Our culinary experience starts at Ben Thanh Market, one of Saigon’s oldest markets, where, assisted by our guide, we select fresh ingredients for our cooking class. This is exclusively hosted at a former U.S. Ambassador’s Residence, during the 1960s. Today this historic villa has been restored to its former glory. A guided tour reveals the stunning fusion of Vietnamese, French and American architecture. Later, our chef presents a private hands-on cooking demonstration, featuring typical Southern Vietnamese dishes and the art of presentation. Due to the history, climate and Southeast Asian influences, Southern cuisine has its own distinct style. Dishes are invariably sweet, spicy and sour, infused with vibrant and robust tastes.
In central Vietnam, the Imperial City of Hue still bears the remnants of its majestic royal past. From 1802 to 1945, Vietnam’s former capital was home to 13 Nguyen Emperors, who led an intriguing court life. This ancient city is also Vietnam’s epicentre of Buddhism, home to many prominent Buddhist pagodas. Most Buddhists believe that maintaining a vegetarian diet helps reduce bad karma, accumulated from previous lives. Some of Hue’s best vegetarian food is found at Dong Thuyen Pagoda, secluded atop a verdant hill. Within the tranquil 18th century pagoda, a delicious vegetarian meal is prepared by the resident Buddhist nuns. Much of the fresh produce used originates from the pagoda’s organic vegetable gardens.
Hue is renowned for its distinctive royal cuisine and intricate food carvings, handed down the generations. Much of Central Vietnam’s traditional recipes and culinary techniques are a direct legacy of the Imperial kitchens of the Nguyen Emperors. Who better to reveal more about the intricacies of Hue’s culinary heritage than our host for the day – a celebrated gastronomy artisan, cook book author and TV food host. She personally guides us through the city market to experience the colourful sights and aromas of the fresh local produce. Later, at her private residence, our artisan host presents an exclusive hands-on cooking class of traditional Hue dishes, which are sampled at a convivial sit-down meal.

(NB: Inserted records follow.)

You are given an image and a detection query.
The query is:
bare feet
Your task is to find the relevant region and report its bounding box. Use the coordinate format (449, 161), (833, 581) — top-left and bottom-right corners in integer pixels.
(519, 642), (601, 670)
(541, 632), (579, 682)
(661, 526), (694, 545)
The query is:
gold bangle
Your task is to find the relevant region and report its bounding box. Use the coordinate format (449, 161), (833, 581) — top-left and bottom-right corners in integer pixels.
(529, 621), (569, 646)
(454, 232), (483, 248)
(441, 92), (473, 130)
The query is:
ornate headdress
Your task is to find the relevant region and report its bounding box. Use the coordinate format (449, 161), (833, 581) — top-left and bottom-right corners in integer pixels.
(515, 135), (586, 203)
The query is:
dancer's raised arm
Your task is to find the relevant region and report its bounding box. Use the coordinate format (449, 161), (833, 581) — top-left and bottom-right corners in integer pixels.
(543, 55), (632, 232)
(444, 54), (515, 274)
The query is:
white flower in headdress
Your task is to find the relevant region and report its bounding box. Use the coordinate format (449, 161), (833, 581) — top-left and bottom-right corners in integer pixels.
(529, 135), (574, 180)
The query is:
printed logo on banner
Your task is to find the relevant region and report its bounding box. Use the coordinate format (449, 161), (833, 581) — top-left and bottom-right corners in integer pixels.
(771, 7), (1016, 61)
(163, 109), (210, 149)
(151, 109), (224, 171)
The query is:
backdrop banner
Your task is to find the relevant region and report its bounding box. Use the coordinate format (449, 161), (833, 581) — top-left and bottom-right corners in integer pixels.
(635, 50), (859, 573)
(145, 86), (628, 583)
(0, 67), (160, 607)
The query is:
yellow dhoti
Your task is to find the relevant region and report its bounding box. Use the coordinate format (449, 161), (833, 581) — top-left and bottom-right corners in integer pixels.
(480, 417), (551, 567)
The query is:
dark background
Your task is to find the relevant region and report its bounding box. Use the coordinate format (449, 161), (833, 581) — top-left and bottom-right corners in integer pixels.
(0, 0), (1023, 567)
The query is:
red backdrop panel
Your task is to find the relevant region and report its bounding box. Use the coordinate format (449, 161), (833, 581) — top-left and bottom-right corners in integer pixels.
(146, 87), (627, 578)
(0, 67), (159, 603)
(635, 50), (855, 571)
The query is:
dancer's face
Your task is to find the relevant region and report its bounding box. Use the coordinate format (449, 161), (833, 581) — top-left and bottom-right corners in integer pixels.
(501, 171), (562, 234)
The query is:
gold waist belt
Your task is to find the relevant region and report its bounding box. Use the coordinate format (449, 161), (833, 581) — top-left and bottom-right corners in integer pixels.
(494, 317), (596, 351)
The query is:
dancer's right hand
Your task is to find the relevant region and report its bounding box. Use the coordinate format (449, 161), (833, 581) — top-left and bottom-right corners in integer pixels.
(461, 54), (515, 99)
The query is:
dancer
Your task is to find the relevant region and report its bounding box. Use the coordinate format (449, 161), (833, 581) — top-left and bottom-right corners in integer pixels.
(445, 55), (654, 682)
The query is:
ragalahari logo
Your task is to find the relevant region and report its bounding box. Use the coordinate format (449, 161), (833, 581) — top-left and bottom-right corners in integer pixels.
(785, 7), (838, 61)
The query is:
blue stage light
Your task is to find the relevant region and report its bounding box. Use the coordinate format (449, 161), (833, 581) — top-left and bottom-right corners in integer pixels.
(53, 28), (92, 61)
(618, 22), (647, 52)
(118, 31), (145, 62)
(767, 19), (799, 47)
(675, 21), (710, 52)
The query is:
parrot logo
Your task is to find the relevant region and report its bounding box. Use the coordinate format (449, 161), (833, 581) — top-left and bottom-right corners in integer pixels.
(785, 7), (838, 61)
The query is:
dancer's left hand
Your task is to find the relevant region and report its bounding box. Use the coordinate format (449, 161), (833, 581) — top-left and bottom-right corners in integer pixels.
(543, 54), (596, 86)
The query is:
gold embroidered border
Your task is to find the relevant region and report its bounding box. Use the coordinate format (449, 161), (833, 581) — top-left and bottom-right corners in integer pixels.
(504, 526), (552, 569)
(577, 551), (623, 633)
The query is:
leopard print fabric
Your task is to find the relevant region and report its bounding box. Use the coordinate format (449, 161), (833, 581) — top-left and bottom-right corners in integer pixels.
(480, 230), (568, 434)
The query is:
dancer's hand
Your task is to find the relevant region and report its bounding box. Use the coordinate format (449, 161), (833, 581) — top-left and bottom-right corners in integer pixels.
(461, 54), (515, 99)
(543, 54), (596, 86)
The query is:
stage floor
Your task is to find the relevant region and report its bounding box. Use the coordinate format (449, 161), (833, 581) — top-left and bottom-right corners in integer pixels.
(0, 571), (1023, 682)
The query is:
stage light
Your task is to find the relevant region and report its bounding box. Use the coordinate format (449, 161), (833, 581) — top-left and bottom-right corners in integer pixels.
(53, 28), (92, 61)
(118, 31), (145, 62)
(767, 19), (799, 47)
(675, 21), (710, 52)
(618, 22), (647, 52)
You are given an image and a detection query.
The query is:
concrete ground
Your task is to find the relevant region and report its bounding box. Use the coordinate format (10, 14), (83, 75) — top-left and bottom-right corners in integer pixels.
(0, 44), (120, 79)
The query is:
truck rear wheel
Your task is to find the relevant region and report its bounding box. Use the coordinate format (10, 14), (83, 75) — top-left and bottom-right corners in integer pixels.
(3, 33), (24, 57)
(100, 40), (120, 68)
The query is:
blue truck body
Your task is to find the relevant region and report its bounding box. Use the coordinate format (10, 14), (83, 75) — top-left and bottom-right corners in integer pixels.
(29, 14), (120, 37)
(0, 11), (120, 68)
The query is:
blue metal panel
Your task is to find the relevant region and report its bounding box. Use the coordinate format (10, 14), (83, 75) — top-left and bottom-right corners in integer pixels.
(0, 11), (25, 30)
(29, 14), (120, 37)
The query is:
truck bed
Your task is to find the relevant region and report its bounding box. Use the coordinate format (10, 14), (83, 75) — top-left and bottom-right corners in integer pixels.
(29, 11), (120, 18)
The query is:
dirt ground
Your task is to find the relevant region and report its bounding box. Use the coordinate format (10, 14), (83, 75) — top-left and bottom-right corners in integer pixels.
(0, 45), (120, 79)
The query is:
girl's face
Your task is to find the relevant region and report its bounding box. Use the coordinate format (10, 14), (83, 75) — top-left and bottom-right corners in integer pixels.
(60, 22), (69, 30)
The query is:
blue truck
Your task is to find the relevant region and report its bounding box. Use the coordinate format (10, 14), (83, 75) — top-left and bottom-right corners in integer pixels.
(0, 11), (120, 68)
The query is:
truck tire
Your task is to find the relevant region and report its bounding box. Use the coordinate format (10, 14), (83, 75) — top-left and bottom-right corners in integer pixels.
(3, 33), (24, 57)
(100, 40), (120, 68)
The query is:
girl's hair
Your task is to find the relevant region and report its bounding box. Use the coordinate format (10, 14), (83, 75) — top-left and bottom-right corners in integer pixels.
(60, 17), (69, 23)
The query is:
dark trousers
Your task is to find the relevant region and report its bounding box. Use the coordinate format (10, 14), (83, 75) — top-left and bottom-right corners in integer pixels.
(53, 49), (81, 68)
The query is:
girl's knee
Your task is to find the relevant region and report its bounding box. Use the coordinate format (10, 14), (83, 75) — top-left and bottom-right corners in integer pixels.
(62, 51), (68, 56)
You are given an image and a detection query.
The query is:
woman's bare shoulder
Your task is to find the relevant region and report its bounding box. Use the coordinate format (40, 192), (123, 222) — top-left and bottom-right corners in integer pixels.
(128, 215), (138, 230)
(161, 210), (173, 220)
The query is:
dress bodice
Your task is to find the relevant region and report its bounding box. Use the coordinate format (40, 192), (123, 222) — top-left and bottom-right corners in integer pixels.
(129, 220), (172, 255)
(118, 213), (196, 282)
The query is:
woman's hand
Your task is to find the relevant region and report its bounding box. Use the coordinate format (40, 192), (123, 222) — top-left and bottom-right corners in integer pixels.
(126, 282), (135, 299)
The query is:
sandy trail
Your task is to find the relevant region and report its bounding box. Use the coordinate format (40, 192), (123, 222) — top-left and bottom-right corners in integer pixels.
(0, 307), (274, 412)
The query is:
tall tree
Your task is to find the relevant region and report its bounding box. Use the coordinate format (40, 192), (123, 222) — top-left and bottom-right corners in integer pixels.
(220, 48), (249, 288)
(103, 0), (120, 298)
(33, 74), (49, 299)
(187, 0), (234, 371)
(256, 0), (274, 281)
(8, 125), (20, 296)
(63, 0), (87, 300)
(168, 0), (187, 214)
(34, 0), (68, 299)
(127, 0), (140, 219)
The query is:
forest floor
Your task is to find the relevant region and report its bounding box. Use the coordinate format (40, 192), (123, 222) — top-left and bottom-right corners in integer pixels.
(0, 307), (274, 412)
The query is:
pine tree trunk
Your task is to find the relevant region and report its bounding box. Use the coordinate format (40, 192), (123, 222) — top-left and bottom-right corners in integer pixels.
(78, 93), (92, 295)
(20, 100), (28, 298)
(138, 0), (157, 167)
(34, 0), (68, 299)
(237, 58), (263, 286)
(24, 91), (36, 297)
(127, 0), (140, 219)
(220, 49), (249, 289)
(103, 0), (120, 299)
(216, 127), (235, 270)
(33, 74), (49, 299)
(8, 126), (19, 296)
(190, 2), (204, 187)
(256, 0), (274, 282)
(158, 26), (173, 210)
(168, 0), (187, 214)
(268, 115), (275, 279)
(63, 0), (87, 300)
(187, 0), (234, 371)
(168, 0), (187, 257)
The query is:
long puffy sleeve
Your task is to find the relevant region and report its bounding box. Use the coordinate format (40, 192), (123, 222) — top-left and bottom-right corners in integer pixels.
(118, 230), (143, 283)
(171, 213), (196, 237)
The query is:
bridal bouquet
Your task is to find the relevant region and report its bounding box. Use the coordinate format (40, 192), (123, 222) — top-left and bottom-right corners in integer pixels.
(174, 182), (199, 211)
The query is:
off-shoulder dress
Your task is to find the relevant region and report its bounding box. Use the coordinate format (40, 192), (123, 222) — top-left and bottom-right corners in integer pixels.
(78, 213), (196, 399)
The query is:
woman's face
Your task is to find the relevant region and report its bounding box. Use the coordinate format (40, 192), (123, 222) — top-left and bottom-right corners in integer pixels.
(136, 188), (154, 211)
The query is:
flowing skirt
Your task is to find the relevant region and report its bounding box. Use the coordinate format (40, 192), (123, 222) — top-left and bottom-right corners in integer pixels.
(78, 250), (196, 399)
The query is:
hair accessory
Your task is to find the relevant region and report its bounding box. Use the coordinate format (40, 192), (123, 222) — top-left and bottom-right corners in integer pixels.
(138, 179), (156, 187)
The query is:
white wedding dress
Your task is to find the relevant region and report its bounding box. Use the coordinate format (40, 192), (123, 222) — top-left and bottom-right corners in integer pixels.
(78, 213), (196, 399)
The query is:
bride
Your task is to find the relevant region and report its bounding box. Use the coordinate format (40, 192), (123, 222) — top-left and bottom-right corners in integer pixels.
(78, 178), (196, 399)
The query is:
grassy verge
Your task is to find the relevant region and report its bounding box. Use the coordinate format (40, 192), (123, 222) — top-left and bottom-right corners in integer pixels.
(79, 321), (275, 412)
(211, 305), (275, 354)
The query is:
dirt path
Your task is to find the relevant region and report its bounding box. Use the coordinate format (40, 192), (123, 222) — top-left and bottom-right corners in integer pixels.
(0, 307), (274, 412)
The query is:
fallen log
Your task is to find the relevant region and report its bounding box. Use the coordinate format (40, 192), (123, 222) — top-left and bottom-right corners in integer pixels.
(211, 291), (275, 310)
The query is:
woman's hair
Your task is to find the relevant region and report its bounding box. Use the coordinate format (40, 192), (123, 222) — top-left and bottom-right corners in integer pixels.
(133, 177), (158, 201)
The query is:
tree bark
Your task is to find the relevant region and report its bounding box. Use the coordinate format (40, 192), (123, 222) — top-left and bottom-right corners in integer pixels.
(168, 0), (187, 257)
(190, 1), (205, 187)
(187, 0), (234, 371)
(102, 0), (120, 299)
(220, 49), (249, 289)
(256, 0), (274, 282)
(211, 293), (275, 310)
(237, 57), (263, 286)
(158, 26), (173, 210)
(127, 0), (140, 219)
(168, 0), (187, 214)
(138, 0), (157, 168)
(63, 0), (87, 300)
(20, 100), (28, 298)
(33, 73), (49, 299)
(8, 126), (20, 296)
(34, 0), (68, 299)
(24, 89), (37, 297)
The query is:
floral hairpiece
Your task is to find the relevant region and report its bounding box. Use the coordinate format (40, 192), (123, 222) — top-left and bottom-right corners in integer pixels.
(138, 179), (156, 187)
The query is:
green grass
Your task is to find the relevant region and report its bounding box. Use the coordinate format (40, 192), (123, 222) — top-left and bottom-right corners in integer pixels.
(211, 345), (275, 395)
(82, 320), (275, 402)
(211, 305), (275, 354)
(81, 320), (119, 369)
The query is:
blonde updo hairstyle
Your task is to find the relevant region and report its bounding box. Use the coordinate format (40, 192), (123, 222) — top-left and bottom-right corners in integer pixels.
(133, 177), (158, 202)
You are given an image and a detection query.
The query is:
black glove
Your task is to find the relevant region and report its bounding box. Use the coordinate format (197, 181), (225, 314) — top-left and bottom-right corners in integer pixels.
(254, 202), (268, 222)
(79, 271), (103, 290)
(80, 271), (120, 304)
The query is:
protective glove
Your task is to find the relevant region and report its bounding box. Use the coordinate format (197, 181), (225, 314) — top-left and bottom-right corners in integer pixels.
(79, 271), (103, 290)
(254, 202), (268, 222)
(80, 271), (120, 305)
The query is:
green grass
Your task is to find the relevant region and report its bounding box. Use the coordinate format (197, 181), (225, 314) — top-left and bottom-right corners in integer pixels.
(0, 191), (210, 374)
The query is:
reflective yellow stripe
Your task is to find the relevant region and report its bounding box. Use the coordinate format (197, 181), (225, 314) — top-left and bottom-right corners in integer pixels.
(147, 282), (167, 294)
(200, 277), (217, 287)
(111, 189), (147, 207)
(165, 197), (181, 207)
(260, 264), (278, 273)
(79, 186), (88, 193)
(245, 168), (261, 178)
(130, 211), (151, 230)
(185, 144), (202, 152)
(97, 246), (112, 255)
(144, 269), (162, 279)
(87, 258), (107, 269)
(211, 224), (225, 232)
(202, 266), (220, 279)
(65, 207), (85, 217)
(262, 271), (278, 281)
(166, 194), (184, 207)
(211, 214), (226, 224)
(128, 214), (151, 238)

Hanoi street food is some of Asia’s finest cuisine and the best way to sample it, is local-style ‘on the street.’ Guided by a renowned food blogger, our bespoke street food tour covers Hanoi’s most authentic eateries. As we stroll through the historic Old Quarter, we sample local delicacies and learn more about regional Vietnamese food. A visit to bustling Thanh Ha Market presents a microcosm of Hanoi’s daily life and street culture. On Hang Than Street, known for its ceremonial cake stalls, we sample a popular French-influenced dessert, while on Hang Cot Street, we taste typical Vietnamese snack. Café culture is a huge part of Hanoi life. No visit to the Old Quarter would be complete without stopping off at a typical coffee shop, sipping a robust, Vietnamese coffee.
Transfer to Hanoi airport for your onward flight.